What are snapshots in Vmware?

Snapshots are a way of capturing a virtual machine at a current point in time. They are a fantastic way to capture the current state of a virtual machine to test changes, take a backup or perform risky changes.

So why are they bad?

Snapshots are not backups. They are actually not even a differential or incremental record of a hard disk but they are in fact a change log. When a virtual machine snapshot is taken the current hard disk is frozen in time and a new snapshot file is created. From this point on your virtual machine is running on this snapshot. This means you are creating a chain of disks so that when your machine starts it has to access the original hard drive then the snapshot hard drive to boot the virtual disk. While the virtual machine is not running on the original VMDK it does rely on it to exist and for the snapshot chain (depending on how many you have) to be in tact. If anything damages this chain, you WILL lose data. Snapshots are useless if the original disk is damaged. While you are running from snapshots you are reading and writing multiple virtual hard drives increasing disk I/O, reducing response time and generating a growing change log. This change log records all changes you make so if you copy the same file 5 times, your snapshot will increase by 5 times the size of this file even though on a normal hard disk you would only use the amount of space of the single file. Snapshot files can grow to the same size as the original disk consuming more disk space. When committing/deleting snapshots the server takes the change log and commits all changes back to the original disk. Depending on the size of the snapshots and the number of snapshots in the chain this can be a take a long time and be risky if any commits fail. Snapshots on high transaction machines can grow dramatically in size. Using vmotion on virtual machines with snapshots to avoid damage and data loss.

So when should they be used?

Snapshots are great to use when performing a software release, testing new configuration changes or deploying major updates. They should be committed as soon as you have confirmed the release has worked.
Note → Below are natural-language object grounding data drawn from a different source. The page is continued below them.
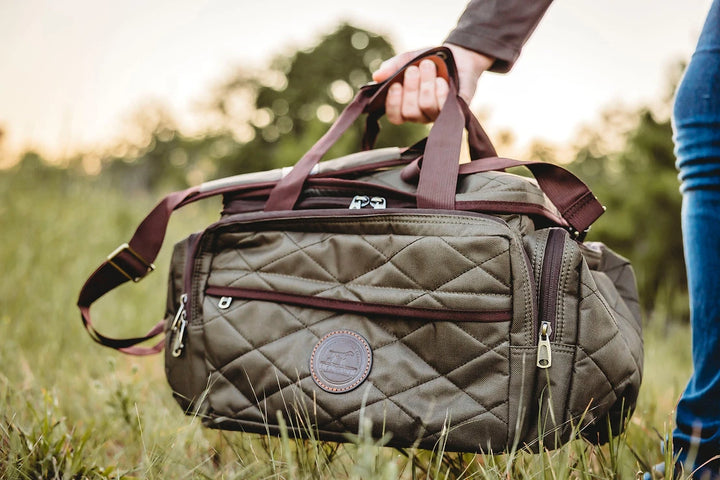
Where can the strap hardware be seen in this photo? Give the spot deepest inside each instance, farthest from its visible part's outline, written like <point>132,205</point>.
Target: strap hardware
<point>112,259</point>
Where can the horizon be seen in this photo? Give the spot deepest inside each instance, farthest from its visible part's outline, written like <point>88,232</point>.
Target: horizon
<point>77,73</point>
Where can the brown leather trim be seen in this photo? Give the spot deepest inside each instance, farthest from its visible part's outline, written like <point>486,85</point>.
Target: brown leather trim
<point>509,208</point>
<point>365,308</point>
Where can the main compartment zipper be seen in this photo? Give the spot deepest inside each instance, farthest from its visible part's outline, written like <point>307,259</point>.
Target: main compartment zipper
<point>227,294</point>
<point>549,285</point>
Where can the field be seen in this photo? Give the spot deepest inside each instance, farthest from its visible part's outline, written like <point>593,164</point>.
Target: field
<point>70,409</point>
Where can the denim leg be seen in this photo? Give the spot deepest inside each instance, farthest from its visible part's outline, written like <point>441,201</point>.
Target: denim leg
<point>696,119</point>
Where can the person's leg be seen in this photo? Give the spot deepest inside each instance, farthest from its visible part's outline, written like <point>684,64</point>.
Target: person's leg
<point>697,139</point>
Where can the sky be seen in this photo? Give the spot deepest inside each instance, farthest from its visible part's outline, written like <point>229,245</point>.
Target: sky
<point>73,73</point>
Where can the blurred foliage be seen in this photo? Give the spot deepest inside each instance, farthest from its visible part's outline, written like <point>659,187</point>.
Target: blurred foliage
<point>263,119</point>
<point>628,162</point>
<point>268,118</point>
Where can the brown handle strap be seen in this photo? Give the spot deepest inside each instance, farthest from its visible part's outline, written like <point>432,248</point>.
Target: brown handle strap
<point>573,199</point>
<point>371,100</point>
<point>133,261</point>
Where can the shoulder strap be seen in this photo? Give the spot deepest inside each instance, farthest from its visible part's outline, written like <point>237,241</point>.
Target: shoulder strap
<point>133,261</point>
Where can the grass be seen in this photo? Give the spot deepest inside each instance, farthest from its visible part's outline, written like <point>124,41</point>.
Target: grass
<point>70,409</point>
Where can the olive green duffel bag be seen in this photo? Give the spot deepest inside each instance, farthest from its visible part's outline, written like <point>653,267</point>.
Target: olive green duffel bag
<point>442,302</point>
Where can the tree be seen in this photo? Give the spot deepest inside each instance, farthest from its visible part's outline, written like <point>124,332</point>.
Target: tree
<point>263,119</point>
<point>638,184</point>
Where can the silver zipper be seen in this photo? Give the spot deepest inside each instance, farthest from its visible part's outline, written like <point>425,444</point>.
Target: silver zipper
<point>224,303</point>
<point>363,201</point>
<point>544,358</point>
<point>177,328</point>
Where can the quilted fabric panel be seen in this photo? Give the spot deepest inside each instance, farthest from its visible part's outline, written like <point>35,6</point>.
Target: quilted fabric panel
<point>470,272</point>
<point>424,373</point>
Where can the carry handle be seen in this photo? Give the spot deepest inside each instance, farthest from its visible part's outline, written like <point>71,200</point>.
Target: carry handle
<point>437,187</point>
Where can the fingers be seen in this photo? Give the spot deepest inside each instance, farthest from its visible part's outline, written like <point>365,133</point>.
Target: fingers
<point>420,96</point>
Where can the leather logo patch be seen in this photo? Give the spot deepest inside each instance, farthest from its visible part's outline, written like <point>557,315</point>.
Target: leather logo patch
<point>340,361</point>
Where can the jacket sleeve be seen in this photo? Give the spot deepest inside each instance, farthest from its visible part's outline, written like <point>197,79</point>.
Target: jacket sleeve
<point>498,28</point>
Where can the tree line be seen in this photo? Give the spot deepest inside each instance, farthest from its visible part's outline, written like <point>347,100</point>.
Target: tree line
<point>267,118</point>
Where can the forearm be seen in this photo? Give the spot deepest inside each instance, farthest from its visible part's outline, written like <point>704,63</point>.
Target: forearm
<point>498,28</point>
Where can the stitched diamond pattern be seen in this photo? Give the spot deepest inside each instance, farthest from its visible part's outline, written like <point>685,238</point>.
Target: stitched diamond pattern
<point>422,371</point>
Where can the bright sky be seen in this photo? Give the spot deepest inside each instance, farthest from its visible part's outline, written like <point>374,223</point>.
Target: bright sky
<point>73,72</point>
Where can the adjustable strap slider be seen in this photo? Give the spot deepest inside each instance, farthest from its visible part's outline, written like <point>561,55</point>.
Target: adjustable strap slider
<point>130,263</point>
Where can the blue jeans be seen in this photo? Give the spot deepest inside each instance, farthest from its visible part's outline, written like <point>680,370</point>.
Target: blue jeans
<point>696,120</point>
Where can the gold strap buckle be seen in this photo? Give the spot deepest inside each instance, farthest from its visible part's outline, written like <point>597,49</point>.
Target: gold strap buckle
<point>112,260</point>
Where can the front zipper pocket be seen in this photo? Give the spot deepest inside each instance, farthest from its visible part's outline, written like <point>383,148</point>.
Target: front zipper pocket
<point>548,295</point>
<point>227,295</point>
<point>387,310</point>
<point>447,262</point>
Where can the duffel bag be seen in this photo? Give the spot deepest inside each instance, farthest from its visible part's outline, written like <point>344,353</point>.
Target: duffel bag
<point>436,301</point>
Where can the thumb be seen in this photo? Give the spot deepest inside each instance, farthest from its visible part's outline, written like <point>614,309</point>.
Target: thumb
<point>393,64</point>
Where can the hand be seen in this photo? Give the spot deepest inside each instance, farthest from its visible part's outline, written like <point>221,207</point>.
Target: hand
<point>422,93</point>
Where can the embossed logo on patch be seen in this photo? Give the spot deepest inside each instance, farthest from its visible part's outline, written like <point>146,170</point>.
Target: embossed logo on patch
<point>340,361</point>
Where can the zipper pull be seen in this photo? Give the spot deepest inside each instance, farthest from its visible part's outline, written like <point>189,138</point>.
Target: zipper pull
<point>177,328</point>
<point>359,201</point>
<point>544,359</point>
<point>362,201</point>
<point>378,203</point>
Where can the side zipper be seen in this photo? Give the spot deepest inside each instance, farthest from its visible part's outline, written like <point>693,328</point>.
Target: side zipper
<point>549,285</point>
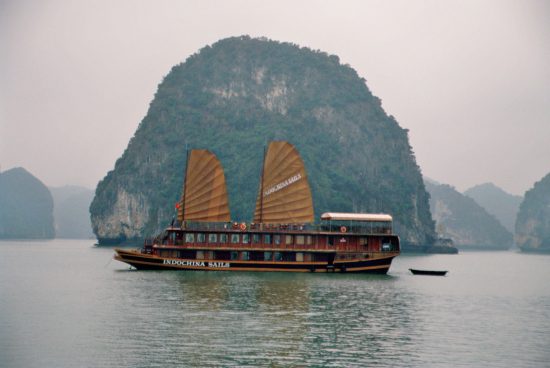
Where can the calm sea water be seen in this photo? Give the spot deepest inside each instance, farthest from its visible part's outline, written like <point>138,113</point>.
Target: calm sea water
<point>65,303</point>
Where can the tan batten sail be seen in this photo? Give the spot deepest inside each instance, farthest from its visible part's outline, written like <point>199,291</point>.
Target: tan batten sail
<point>284,195</point>
<point>204,197</point>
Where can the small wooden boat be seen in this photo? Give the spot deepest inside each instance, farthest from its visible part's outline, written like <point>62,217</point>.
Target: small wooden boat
<point>428,272</point>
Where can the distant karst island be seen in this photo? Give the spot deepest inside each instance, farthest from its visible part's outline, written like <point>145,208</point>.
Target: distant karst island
<point>235,96</point>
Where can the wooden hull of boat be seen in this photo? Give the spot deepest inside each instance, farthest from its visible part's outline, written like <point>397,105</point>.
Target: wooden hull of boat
<point>428,272</point>
<point>375,265</point>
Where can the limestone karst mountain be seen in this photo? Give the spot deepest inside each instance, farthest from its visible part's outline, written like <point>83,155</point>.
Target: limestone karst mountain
<point>26,206</point>
<point>504,206</point>
<point>533,221</point>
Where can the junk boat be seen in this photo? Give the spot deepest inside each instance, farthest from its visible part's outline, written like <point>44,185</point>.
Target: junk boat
<point>428,272</point>
<point>282,236</point>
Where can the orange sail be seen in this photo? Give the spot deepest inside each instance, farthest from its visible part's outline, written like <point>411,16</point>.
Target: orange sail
<point>284,195</point>
<point>204,196</point>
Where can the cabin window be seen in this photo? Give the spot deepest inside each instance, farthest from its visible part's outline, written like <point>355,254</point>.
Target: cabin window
<point>320,257</point>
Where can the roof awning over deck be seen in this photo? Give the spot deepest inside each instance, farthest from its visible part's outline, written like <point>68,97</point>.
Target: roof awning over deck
<point>337,216</point>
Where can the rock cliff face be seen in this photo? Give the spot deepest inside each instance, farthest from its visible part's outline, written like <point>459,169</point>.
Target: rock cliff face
<point>26,206</point>
<point>533,222</point>
<point>461,219</point>
<point>233,98</point>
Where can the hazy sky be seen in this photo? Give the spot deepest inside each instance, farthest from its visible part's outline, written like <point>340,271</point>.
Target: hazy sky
<point>469,79</point>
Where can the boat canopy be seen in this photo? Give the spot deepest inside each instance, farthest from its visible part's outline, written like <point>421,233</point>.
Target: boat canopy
<point>338,216</point>
<point>284,195</point>
<point>204,197</point>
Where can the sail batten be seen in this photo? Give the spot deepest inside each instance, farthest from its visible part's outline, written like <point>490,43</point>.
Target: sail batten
<point>284,195</point>
<point>204,195</point>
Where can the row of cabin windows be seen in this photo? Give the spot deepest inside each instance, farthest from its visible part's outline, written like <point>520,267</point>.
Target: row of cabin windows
<point>247,239</point>
<point>245,255</point>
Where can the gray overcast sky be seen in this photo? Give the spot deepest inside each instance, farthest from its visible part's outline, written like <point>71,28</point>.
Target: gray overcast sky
<point>470,79</point>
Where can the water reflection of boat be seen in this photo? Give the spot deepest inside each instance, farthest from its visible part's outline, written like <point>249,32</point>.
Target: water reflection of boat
<point>282,236</point>
<point>428,272</point>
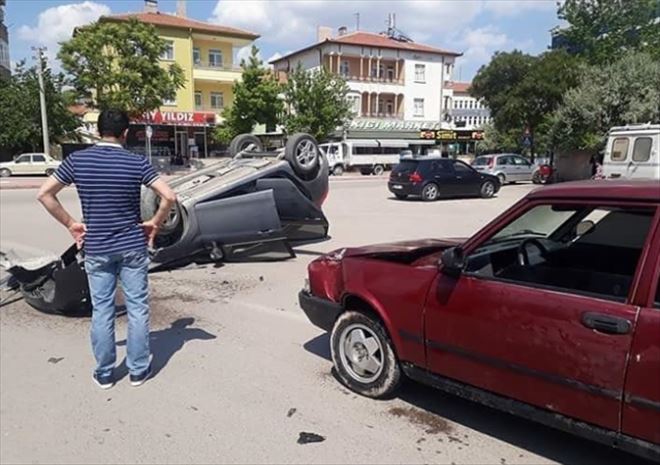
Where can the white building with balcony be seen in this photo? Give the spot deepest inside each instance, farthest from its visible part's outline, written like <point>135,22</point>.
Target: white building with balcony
<point>397,87</point>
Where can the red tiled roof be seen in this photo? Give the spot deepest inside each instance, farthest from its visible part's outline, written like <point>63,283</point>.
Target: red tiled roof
<point>163,19</point>
<point>369,39</point>
<point>463,87</point>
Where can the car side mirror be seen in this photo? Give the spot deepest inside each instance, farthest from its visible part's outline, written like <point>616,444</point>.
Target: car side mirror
<point>452,262</point>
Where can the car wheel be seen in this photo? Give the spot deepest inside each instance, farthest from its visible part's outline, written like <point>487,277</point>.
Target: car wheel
<point>302,152</point>
<point>363,356</point>
<point>338,170</point>
<point>487,189</point>
<point>430,192</point>
<point>245,142</point>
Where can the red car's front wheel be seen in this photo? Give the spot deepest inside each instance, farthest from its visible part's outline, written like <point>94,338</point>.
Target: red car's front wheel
<point>363,355</point>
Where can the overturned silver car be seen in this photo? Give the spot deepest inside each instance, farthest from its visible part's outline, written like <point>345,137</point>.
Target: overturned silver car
<point>253,206</point>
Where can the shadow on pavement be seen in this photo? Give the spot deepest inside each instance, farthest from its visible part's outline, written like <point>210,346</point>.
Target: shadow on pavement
<point>519,432</point>
<point>167,342</point>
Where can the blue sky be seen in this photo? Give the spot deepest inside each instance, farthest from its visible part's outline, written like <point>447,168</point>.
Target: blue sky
<point>475,27</point>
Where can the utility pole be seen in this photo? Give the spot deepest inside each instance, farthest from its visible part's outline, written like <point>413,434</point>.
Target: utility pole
<point>42,97</point>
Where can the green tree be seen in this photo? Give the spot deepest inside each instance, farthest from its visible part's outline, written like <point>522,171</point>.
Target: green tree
<point>626,91</point>
<point>20,110</point>
<point>604,30</point>
<point>316,102</point>
<point>256,100</point>
<point>116,65</point>
<point>522,91</point>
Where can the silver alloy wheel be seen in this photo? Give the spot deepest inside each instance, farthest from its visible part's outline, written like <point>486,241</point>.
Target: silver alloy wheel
<point>488,189</point>
<point>306,153</point>
<point>361,353</point>
<point>431,192</point>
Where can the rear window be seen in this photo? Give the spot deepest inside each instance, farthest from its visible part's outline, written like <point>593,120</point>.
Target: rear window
<point>642,149</point>
<point>620,149</point>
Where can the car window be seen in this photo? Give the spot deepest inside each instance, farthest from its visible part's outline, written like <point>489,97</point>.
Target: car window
<point>544,247</point>
<point>461,168</point>
<point>620,149</point>
<point>642,149</point>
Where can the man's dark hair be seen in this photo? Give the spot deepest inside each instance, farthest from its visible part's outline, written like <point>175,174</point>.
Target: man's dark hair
<point>112,123</point>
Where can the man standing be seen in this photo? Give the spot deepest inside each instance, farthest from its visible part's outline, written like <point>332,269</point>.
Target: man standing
<point>114,239</point>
So what do I need to know?

Follow vmware best practice:

  • Use only 2-3 snapshots in a chain
  • Commit snapshots within 24-72 hours
  • Check snapshots created automatically by backup applications are committing correctly and regularly
  • Set vSphere alerts to notify you of virtual machines running on snapshots
  • Check for the existence of snapshots before modifying virtual machine hard disks or using vmotion
  • Ensure you have sufficient storage before creating or using snapshots
  • Avoid using snapshots on high transaction virtual machines such as database or email servers.

Need more information? VMware KB 1025279

 

Follow these simple steps to ensure optimal performance for your virtual machines and server and reduce the risk of losing your valuable data.